C'est une opinion partagée par quelques scientifiques mais noyée dehors par la ligne entre les sceptiques de changement climatique et les croyants.
Il y a des
pessimistes profonds parmi quelques écologistes, mais d'autres sont plus optimistes.
« Frank peut avoir raison, mais certains d'entre nous hébergent toujours
l'espoir viendra de la prise de conscience de la situation et, en conséquence, des modifications  révolutionnaire nécessaires pour réaliser la durabilité écologique, » D’autres scientifiques disent :  Nous nous rendons compte du sérieux de la situation, mais je ne reçois pas qu'il est nécessairement trop tard. Tandis qu'il y a une lueur vacillante d'espoir, elle vaut de fonctionner pour résoudre le problème. Nous avons la connaissance scientifique pour la faire mais nous n'avons pas la volonté politique. »

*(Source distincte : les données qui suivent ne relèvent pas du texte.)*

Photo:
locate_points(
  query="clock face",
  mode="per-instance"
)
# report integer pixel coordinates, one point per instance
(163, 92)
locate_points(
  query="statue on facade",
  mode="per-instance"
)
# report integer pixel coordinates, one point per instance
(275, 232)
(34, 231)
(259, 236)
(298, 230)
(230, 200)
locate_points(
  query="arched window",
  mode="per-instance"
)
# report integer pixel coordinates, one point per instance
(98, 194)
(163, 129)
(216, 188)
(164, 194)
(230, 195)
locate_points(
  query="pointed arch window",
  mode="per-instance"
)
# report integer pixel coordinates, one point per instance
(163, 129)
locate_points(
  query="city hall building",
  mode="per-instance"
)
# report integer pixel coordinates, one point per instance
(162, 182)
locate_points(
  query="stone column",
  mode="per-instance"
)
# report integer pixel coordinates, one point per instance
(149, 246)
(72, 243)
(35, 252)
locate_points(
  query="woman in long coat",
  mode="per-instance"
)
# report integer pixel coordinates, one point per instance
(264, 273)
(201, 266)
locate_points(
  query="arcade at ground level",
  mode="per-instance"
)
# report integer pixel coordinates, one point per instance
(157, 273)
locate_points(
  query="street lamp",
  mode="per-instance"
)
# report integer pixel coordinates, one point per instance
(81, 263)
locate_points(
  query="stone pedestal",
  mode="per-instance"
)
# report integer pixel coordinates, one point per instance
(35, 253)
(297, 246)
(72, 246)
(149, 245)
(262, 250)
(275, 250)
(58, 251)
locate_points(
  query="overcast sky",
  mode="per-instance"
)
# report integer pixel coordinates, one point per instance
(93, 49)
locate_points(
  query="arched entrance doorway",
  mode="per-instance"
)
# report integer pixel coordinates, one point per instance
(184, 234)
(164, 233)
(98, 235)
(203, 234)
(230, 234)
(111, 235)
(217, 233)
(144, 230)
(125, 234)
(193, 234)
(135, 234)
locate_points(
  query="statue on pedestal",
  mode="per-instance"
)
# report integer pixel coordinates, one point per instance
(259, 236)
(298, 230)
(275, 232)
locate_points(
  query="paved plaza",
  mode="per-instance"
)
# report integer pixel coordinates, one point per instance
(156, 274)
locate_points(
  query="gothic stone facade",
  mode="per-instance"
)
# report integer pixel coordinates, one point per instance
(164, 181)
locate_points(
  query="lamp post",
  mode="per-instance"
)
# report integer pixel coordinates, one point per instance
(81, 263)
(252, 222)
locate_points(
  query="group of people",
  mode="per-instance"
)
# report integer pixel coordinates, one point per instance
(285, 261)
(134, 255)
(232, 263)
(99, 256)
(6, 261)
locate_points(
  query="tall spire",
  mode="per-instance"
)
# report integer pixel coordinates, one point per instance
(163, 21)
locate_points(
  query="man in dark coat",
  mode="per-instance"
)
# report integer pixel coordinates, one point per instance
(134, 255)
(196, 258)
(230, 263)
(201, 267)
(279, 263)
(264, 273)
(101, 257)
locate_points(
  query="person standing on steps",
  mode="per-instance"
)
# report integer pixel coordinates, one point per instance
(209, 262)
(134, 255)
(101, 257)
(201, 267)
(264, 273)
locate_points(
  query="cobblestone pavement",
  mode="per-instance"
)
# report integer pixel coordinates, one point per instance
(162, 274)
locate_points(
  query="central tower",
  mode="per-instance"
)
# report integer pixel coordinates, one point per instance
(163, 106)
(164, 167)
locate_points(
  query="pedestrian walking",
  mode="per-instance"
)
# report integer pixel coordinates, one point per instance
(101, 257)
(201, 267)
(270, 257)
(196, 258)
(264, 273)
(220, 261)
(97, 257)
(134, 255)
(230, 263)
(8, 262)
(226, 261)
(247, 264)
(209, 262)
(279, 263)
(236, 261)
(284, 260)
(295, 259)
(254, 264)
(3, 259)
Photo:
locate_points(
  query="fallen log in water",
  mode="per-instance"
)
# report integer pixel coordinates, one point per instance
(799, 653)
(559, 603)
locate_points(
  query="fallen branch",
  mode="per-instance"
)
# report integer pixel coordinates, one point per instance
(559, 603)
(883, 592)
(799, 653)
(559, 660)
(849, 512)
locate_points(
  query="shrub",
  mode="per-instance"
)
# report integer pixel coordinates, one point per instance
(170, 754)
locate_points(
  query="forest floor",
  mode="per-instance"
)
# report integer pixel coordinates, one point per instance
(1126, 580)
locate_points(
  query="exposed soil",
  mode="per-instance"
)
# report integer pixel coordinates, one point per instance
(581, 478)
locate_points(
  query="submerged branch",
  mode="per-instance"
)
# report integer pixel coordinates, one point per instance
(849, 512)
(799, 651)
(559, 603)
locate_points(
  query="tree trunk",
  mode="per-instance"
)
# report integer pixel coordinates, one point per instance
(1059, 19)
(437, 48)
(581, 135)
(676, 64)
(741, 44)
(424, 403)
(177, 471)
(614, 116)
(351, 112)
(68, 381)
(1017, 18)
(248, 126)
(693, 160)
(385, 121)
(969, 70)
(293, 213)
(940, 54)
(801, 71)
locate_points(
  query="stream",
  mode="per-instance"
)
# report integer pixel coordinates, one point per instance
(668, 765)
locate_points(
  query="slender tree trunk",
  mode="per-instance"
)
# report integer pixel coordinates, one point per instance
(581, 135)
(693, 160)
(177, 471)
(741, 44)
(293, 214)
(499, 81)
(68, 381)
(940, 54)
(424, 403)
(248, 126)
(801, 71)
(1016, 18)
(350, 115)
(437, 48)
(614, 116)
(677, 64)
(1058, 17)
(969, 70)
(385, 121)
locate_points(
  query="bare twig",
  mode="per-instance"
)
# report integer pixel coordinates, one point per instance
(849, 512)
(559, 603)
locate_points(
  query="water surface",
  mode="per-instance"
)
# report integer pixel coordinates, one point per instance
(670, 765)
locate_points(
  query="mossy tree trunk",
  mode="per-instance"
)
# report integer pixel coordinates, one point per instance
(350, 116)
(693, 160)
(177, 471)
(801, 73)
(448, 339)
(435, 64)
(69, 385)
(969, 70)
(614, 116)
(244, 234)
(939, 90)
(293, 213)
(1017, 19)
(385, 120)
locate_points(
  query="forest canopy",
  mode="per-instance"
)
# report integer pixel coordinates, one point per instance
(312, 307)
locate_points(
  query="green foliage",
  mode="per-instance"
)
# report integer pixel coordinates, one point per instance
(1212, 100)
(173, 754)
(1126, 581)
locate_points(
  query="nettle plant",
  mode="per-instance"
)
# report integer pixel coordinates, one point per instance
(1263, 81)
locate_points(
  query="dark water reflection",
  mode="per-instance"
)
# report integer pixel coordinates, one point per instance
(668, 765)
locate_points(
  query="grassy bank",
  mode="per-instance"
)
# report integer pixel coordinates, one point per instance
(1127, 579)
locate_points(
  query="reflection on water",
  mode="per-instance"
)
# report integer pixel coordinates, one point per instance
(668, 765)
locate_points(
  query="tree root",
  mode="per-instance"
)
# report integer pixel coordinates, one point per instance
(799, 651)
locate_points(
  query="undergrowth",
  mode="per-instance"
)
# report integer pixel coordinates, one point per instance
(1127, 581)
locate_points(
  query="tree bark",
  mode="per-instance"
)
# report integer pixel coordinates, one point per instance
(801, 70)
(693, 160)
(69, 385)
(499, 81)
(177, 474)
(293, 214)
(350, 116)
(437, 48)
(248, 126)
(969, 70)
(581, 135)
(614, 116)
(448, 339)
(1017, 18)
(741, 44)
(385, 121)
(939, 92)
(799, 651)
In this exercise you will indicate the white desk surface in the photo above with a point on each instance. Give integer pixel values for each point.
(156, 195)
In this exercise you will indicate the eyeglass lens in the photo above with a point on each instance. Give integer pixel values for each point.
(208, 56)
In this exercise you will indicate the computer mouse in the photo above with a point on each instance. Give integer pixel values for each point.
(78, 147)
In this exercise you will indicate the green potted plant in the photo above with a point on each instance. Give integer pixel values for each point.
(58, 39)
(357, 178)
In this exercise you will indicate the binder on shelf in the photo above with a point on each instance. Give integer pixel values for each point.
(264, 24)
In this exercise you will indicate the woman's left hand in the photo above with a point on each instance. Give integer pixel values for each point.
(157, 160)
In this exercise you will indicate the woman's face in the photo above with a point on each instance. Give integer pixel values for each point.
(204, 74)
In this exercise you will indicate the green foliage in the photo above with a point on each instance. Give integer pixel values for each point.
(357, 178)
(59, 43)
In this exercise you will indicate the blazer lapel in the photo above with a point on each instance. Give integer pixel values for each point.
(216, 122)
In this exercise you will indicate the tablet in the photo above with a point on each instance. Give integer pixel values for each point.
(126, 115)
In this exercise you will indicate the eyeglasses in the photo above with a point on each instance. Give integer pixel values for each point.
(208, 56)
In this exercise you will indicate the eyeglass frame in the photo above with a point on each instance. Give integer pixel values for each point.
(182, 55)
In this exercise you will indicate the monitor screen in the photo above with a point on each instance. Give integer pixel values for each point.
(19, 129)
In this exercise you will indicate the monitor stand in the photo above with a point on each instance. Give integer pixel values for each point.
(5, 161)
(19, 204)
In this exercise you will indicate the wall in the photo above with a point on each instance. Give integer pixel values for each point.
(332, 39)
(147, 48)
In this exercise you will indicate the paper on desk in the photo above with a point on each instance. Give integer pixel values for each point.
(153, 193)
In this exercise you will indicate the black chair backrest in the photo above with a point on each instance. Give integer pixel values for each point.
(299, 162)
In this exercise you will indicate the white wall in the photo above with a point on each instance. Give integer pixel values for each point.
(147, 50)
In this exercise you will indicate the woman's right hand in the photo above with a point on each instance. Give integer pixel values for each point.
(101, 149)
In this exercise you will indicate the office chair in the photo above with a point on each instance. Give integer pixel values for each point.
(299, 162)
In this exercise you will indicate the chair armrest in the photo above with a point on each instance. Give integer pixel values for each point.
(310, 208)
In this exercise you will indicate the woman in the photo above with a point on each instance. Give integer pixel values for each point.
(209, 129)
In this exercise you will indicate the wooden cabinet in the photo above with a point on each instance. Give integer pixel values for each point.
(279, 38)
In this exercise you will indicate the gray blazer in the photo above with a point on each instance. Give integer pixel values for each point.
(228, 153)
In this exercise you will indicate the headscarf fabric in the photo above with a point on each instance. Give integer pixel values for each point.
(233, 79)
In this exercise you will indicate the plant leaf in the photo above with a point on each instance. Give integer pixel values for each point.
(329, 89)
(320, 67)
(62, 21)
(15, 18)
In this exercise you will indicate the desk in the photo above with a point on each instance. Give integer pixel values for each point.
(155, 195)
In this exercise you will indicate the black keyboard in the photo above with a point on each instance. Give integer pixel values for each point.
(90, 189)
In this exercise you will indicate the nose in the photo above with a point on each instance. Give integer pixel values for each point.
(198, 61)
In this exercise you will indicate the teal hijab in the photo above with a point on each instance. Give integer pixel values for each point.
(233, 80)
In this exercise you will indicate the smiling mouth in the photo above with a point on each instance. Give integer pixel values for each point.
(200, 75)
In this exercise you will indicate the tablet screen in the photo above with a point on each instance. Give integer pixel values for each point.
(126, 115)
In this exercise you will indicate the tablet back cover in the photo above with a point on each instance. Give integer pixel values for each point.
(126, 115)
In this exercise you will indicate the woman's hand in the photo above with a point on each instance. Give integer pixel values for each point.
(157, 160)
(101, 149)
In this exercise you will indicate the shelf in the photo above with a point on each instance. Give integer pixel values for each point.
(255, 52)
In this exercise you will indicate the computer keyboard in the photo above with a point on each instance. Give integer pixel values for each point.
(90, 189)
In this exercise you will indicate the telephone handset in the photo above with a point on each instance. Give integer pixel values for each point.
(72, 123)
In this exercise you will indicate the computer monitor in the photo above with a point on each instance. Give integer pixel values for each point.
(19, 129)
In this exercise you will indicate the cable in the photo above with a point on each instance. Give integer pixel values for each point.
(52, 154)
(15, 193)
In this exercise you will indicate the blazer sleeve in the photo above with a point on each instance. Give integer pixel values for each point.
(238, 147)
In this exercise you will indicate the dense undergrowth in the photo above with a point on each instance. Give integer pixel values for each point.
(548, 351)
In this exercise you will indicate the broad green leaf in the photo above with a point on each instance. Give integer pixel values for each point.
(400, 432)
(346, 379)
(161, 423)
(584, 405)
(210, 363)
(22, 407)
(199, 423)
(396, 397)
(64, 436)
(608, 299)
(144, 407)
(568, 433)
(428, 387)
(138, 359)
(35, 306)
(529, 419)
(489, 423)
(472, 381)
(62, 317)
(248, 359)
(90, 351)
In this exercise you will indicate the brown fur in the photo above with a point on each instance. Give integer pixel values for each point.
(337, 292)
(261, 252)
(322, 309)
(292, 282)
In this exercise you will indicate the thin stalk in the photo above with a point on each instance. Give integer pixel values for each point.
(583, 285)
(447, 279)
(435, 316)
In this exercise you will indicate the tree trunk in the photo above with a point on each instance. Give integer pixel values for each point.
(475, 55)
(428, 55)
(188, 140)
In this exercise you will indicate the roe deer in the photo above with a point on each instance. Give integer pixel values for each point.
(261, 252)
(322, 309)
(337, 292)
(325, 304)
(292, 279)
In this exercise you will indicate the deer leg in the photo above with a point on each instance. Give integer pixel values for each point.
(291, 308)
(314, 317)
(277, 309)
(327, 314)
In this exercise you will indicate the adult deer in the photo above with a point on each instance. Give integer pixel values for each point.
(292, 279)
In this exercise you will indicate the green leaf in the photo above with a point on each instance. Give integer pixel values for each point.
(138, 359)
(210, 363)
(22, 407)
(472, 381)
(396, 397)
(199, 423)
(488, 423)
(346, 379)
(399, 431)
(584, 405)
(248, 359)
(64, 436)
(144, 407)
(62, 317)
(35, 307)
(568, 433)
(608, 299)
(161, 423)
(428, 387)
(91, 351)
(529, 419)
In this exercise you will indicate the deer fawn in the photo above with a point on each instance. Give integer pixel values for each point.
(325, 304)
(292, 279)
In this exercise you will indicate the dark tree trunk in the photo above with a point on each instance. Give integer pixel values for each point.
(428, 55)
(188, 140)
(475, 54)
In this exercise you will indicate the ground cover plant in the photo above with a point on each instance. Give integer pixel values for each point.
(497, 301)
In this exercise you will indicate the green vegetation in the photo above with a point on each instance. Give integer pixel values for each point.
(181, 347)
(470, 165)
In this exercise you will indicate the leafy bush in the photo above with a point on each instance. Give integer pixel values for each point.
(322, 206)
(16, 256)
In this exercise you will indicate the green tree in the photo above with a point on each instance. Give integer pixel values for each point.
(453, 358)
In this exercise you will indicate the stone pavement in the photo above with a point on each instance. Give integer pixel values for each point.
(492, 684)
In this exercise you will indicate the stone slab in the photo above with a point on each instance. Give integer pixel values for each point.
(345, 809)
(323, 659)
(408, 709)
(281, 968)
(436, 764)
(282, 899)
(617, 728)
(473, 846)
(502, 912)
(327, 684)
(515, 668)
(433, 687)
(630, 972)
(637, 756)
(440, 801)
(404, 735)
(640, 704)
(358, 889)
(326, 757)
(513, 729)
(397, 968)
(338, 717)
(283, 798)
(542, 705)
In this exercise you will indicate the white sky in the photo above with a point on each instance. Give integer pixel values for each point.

Fenner ouvrira le colloque sur le climat, de planète et de personnes à l'Académie des Sciences australienne la semaine prochaine, en tant qu'élément de la série de conférence de Fenner, qui est conçue pour établir le lien entre la science environnementale et la politique.
Trente ans ensuite qui occasionnent, ses perspectives sont énormément différentes car il contemple le chaos d'une espèce sur le point de l'extinction de masse.
« Comme la population continue à devenir sept, huit ou neuf milliards,
il y aura beaucoup plus de des guerres à cause de la nourriture, » il dit.
« Les enfants des générations d'aujourd'hui feront face à un monde beaucoup plus difficile. »

16/06/10   « L'espèce humaine va s'éteindre dans 100 ans »  dit Le professeur Frank Fenner spécialiste réputé des espèces
(Extraits de traduction approximative)
Fenner est une autorité sur l'extinction des espèces. Le professeur honoraire en microbiologie à l'université nationale australienne a joué un rôle principal dans l’éradication du virus de la variole. En 1980, Fenner a eu l'honneur d'annoncer l'extirpation globale de la variole à l'Assemblée de l'ONU. La maladie est la seule avoir été supprimée.